Que faire concrètement… Ratifier la souffrance, assurément. Désamorcer les tentatives de solutions qui épuisent la personne mais aussi construire un avenir porteur de sens. Marcher dans les pas du patient, parfois très lentement, est une condition première à respecter. Il s’agira de prendre le temps nécessaire pour qu’un objectif, susceptible de faire la différence, soit acté dans le cadre d’une relation thérapeutique suffisamment vivante. Soulager un symptôme quel qu’il soit, dans une visée thérapeutique très pragmatique, possède un caractère particulièrement motivant pour la personne qui consulte. Plus que jamais, il est essentiel toutefois de se souvenir que c’est la relation humaine en tout premier qui soigne et celle-ci a bien souvent besoin d’ailleurs d’être réhabilitée dans les vécus dépressifs qui abasourdissent le rapport au vivant et à l’être ensemble.
Pointer les exceptions permettra de désamorcer le vécu dépressif, en utilisant les apports de l’approche orientée solution, et en se gardant de tout optimisme hâtif susceptible de fragiliser un patient. Il conviendra d’externaliser ce vécu dépressif, en lui faisant prendre une forme, et d’autant plus lorsque le patient se sera placé dans une position identitaire quant à la dépression.
Nous veillerons à déconstruire la ou les croyances négatives qui torpillent l’estime de soi. Chaque fois que l’opportunité se présente, nous proposerons un recadrage de l’expérience dépressive, tel que présenté au début de l’article, comme un changement en « latence » pour suggérer qu’il s’agit bien d’un cap, certes difficile, et non d’une sentence.
Nous amènerons, à dose infime au départ, de la diversité et de la nouveauté. Les tâches, quand elles seront prescrites, seront en effet graduées. Il s’agira de mettre en place une action progressive dans la sécurité et en direction de l’autonomie et de permettre aux ressources du patient de retrouver de leur « force musculaire » en retissant du lien avec autrui.
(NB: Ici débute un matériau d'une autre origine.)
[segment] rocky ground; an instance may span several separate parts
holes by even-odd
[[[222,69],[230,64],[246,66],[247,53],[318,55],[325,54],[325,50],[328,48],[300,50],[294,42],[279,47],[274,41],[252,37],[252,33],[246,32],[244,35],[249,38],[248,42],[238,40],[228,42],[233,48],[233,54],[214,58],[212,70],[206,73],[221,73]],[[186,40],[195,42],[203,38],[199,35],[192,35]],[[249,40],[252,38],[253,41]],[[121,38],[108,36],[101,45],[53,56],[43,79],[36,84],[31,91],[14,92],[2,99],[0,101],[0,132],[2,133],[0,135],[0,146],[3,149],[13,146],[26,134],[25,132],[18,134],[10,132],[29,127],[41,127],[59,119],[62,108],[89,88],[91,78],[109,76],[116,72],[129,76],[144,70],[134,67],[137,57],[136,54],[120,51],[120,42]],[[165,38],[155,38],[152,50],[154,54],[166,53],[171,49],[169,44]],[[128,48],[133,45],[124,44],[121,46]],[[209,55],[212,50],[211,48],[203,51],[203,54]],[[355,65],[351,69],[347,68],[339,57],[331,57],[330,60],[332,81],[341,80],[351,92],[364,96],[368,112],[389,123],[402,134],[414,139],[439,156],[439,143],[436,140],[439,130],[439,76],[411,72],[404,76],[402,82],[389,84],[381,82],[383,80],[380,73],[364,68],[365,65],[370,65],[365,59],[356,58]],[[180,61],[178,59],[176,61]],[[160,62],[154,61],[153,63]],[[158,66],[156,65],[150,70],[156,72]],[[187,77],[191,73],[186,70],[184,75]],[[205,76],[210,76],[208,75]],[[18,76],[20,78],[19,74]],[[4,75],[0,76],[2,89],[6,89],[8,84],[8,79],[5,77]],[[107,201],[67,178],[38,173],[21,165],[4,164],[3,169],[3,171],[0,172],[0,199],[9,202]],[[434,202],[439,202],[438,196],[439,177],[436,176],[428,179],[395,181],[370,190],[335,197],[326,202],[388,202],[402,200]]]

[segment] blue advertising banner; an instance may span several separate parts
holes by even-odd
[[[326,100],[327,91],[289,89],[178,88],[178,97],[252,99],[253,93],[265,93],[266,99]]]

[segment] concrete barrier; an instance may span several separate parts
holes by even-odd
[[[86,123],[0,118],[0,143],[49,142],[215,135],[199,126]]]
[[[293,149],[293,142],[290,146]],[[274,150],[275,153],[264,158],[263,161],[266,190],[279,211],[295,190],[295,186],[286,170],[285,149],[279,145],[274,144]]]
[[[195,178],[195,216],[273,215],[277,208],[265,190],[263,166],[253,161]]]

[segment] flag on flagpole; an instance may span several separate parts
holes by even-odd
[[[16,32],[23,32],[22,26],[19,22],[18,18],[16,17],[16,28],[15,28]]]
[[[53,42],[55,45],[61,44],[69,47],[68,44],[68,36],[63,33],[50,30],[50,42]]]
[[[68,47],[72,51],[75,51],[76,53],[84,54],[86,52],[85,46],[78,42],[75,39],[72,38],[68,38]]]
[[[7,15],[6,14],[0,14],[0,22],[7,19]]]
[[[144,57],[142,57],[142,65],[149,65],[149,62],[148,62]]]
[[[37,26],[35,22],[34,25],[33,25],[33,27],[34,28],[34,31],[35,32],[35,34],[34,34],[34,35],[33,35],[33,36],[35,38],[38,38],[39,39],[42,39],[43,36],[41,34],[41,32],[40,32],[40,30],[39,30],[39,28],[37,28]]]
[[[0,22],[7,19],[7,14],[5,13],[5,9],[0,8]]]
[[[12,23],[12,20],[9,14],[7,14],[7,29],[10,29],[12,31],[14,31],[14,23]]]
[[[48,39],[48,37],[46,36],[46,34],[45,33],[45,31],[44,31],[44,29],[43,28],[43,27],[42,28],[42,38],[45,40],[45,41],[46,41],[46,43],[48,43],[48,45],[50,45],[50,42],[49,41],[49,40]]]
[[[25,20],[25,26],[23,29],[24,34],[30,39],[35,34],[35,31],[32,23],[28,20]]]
Tandis que la situation tendra à se déverrouiller, nous tâcherons d’accueillir les espoirs, les projets et aspirations qui pourront dissoudre la tendance généralisatrice négative. En permanence, fidèles aux enseignements des thérapies brèves, nous prendrons appui sur les valeurs du patient en vue de glisser vers une alternative vivante et incarnée, adaptée à son contexte de vie. Alors, le patient, avec l’aide du thérapeute, saura retrouver l’élan vital nécessaire pour mobiliser ses ressources au service de nouveaux choix qui fassent sens dans son existence.